First we made our own luge track. It was an awesome and crazy luge track. It was awesome at first anyway. After a while it developed a mind of its own at the bottom and the track shifted in the direction of some trees. This picture is just before our second confirmation that something had gone terribly wrong with the trajectory at the bottom. I know its should have only taken ONE time running into a tree to stop and do something else but sometimes we don't learn that quickly. I really wish I had been video tapping so you could see Lainey go flying off the sled superman style, hit the tree and then totally face plant in the snow. Like the commercials say....priceless.

Our second event (and in my opinion clearly our best event) was the FLYING SNOW ANGEL! We have started a petition to the IOC to have this included in the 2018 Olympics. We'll post a link for you to sign later. Here is how a flying snow angel works. First, you pick a site where your intuition tells you there are probably not jagged rocks under the snow. Then you find a small child and you throw them into the air as high as you can. The child's job is to spread eagle backwards into the snow and make a snow angel. Extra points are given if the child completely disappears under the snow. Style points can also be awarded for amount of snow caked onto a face or accidentally doing a backwards dive. Here are a few examples of what was clearly, for me, the best part of the whole trip.

This is Lainey's first attempt. I think it is possible that she couldn't breathe under there based on how she came up coughing and wheezing. It is possible she was a little shocked by her face completely covered in snow. Maybe a little scared? Not that she would ever admit it.
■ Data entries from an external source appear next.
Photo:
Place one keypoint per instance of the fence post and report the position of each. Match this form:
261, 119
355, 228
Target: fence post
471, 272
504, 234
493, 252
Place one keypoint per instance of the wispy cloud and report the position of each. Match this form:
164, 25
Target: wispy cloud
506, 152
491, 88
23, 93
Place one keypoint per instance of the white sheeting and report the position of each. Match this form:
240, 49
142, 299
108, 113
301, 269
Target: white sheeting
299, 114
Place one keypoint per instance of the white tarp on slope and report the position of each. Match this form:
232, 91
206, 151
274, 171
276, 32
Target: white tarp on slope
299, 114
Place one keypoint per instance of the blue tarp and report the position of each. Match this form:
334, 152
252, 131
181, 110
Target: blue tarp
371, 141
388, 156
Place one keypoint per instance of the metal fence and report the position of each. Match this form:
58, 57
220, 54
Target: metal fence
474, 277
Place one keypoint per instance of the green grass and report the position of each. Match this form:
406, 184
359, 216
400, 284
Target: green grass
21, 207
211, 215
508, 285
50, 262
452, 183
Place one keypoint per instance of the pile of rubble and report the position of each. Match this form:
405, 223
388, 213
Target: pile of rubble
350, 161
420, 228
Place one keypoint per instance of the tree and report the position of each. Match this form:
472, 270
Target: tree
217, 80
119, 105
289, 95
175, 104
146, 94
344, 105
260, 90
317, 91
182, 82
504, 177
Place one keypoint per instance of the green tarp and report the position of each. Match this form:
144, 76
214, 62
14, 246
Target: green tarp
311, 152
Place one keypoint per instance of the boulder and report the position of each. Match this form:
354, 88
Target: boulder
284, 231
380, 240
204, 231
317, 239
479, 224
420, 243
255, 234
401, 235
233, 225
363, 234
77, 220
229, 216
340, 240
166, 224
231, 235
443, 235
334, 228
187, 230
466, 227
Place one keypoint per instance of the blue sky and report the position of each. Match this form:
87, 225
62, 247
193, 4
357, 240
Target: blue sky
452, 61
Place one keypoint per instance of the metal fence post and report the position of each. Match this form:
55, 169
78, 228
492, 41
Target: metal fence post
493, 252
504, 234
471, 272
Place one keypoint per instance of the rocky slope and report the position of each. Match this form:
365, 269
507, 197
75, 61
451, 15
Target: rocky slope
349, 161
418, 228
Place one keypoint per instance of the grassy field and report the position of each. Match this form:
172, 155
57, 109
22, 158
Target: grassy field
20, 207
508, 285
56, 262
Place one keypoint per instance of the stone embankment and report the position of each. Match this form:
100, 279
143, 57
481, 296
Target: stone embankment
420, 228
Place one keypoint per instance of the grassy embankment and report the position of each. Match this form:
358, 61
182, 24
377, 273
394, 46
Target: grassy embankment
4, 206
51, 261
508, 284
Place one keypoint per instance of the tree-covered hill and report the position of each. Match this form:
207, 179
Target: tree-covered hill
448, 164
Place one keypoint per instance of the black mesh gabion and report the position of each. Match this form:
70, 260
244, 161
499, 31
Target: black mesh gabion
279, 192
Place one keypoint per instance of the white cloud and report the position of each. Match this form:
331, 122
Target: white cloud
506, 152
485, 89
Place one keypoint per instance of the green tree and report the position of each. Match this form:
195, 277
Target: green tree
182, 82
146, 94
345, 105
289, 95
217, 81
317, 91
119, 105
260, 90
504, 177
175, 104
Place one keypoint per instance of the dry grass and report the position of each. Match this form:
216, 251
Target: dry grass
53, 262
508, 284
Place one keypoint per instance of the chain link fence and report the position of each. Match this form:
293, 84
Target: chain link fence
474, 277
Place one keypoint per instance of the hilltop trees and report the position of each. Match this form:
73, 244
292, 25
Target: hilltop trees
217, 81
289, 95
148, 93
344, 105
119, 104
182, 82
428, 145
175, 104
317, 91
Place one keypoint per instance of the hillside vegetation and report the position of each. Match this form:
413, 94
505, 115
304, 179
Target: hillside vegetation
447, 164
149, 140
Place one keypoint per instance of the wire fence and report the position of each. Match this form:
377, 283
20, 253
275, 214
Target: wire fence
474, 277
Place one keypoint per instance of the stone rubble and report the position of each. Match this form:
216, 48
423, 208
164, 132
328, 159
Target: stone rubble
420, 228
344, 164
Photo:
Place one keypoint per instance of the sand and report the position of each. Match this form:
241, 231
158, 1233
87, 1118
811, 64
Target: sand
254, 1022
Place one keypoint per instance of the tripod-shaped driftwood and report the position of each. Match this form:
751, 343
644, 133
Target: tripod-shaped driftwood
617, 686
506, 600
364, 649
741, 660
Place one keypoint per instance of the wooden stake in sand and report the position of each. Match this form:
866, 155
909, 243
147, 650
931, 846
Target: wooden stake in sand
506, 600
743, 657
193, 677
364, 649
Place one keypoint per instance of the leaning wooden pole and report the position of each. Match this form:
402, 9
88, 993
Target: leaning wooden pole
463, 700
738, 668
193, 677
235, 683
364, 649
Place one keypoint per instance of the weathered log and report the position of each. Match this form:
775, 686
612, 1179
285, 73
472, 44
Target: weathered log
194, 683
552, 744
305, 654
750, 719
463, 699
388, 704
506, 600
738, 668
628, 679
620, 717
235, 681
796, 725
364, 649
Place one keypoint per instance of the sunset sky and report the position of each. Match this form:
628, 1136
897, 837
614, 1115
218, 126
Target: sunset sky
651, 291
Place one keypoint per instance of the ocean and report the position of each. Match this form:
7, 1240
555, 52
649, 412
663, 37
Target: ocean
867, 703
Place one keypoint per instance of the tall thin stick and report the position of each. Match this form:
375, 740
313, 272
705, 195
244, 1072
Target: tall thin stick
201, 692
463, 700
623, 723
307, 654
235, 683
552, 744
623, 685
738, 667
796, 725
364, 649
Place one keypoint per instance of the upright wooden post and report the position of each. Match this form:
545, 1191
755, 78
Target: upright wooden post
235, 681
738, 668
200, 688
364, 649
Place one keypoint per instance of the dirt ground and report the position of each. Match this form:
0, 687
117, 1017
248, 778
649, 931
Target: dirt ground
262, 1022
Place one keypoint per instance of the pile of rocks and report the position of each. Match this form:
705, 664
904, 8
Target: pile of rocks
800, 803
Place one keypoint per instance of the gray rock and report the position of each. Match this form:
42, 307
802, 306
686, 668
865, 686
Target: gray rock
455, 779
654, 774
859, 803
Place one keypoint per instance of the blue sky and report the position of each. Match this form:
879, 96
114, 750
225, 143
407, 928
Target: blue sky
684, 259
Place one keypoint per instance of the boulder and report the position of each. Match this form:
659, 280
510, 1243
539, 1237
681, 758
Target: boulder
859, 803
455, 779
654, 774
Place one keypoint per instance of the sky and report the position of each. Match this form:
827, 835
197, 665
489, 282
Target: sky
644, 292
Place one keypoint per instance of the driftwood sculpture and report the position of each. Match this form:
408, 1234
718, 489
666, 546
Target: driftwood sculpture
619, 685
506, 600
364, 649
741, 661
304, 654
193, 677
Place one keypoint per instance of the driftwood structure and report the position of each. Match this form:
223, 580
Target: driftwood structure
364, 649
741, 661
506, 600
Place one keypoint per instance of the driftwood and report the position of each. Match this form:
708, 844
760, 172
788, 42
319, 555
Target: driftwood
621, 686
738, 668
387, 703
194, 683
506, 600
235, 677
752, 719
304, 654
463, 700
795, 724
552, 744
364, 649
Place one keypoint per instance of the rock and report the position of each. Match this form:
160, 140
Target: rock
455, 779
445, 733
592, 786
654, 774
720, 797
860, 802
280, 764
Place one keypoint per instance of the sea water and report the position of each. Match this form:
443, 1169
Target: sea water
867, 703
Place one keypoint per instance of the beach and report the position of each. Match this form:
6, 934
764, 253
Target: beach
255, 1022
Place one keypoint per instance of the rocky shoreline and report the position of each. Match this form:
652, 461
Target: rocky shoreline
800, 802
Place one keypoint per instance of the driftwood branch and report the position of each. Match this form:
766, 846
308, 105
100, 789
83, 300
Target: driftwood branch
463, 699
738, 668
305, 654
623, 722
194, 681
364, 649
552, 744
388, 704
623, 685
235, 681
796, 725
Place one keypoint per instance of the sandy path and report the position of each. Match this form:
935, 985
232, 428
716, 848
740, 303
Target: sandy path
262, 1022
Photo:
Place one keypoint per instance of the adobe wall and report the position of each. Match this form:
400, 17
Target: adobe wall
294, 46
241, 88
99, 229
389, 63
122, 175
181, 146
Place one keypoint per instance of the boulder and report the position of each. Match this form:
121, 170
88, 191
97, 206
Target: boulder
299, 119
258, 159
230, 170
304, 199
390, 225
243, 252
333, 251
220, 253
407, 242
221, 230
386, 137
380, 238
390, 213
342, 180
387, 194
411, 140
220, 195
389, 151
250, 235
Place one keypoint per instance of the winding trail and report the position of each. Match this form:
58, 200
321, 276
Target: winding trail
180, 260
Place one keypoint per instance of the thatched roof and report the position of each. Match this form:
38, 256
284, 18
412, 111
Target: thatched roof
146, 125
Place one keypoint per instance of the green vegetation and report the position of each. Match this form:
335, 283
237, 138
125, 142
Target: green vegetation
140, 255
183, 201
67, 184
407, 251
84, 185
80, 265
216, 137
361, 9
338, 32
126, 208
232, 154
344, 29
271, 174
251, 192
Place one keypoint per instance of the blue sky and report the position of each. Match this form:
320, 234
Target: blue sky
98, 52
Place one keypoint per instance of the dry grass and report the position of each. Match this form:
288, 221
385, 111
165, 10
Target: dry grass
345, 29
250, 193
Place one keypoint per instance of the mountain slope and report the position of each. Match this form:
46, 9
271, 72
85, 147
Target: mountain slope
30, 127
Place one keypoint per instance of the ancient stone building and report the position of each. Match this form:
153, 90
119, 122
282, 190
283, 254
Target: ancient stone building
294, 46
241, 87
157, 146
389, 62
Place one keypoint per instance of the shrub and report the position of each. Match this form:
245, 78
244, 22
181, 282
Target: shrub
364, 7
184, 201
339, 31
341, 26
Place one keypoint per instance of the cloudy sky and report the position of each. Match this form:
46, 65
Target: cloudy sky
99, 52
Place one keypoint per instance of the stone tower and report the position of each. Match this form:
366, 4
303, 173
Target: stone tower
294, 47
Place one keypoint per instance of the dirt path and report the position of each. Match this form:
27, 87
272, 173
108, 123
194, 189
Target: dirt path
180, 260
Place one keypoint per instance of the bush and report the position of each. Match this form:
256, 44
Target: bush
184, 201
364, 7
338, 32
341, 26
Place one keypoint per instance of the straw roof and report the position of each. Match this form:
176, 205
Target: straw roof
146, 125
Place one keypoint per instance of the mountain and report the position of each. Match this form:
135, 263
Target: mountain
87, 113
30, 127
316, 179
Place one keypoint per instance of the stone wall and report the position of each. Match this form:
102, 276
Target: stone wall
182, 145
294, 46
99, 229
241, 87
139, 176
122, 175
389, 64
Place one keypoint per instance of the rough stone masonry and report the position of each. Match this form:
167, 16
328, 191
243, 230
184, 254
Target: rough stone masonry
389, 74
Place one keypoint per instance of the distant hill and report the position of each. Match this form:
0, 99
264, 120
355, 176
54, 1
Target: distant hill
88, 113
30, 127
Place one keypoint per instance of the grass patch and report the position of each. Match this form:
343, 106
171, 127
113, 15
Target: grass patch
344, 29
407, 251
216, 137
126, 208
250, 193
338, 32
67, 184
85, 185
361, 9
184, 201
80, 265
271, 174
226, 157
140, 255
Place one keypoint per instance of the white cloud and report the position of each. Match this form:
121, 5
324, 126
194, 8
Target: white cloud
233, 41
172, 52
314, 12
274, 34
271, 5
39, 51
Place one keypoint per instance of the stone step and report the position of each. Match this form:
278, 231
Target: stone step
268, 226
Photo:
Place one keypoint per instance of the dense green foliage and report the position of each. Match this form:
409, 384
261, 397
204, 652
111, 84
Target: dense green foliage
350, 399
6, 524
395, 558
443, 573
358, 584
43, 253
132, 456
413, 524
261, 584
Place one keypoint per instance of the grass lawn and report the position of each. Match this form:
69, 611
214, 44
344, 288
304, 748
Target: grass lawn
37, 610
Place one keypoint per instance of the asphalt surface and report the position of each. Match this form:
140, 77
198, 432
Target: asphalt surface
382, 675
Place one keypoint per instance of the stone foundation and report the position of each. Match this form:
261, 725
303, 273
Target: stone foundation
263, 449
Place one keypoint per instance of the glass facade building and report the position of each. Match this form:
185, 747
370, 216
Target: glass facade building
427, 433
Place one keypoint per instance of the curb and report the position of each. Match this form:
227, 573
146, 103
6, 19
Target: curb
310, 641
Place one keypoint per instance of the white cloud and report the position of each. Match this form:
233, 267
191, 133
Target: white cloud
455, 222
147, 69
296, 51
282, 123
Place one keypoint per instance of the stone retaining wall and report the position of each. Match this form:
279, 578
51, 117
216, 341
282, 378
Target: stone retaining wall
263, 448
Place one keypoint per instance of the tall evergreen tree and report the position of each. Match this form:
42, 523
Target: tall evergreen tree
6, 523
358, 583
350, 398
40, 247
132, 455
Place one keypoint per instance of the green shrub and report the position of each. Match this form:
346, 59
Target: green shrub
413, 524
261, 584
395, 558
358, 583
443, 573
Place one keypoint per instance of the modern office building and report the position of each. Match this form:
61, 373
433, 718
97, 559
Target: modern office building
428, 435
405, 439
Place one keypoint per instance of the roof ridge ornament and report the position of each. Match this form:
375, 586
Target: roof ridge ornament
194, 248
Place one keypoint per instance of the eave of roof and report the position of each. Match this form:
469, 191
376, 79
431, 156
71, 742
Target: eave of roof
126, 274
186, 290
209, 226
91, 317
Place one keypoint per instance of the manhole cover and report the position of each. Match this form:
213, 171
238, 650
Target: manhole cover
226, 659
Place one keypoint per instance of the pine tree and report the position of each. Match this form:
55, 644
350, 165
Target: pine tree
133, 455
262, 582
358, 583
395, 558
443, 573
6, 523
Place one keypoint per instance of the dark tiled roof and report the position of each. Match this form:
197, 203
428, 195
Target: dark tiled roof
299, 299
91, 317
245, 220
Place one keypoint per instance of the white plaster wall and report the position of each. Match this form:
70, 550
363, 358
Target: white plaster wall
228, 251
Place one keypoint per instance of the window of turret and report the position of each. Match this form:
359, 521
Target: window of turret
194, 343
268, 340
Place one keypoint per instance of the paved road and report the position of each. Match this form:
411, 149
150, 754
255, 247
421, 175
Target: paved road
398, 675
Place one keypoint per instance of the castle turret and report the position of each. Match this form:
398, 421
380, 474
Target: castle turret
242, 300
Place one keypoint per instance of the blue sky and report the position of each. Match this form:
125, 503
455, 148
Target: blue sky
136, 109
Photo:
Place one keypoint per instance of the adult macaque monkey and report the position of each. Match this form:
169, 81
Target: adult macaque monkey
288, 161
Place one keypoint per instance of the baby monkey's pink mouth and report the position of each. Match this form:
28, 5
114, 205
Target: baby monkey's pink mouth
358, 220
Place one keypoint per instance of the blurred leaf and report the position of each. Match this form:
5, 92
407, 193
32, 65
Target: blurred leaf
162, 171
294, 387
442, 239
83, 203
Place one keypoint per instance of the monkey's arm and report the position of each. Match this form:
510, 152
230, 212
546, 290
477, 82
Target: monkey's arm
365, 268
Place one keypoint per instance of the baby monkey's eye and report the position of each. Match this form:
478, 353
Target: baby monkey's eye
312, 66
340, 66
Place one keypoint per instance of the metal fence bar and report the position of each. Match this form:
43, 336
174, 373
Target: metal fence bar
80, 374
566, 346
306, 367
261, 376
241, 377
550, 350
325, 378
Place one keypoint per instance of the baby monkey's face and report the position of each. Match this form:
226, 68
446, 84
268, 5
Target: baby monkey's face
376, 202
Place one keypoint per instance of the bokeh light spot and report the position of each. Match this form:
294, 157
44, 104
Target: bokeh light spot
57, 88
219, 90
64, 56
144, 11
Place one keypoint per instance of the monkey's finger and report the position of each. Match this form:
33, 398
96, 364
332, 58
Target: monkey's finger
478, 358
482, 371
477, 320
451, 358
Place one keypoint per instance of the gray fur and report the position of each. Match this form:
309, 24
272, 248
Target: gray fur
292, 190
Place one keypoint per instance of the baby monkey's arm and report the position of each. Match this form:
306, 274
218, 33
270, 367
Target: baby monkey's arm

This is Lainey's second try two minutes later after BEGGING to do it again. This time she was PUMPED! (posted just to prove that I'm not a terrible father and even though she ended the last one crying she was really having fun.)


In flying snow angels, the weight of the child is not uniform or regulated (say like in the shot put.) Here is a heavier version.



The final event was a little tackle football in the snow.
Part of any good sporting event is, of course, the refreshments so we had to wrap it all up with some snow cones!

1 comment:

Anonymous said...

You guys get the award for funnest/funniest/bravest parents in the world. Next time you guys go out for another adventure, will you please take Annie along so she'll have some type of adventure in life other than watching TV all day? Thanks.

And I loved chatting with you guys at the shower. Seriously. Classy people. Thanks for the info on hypno-birthing. I may be up for it, but it sounds like my husband IS NOT.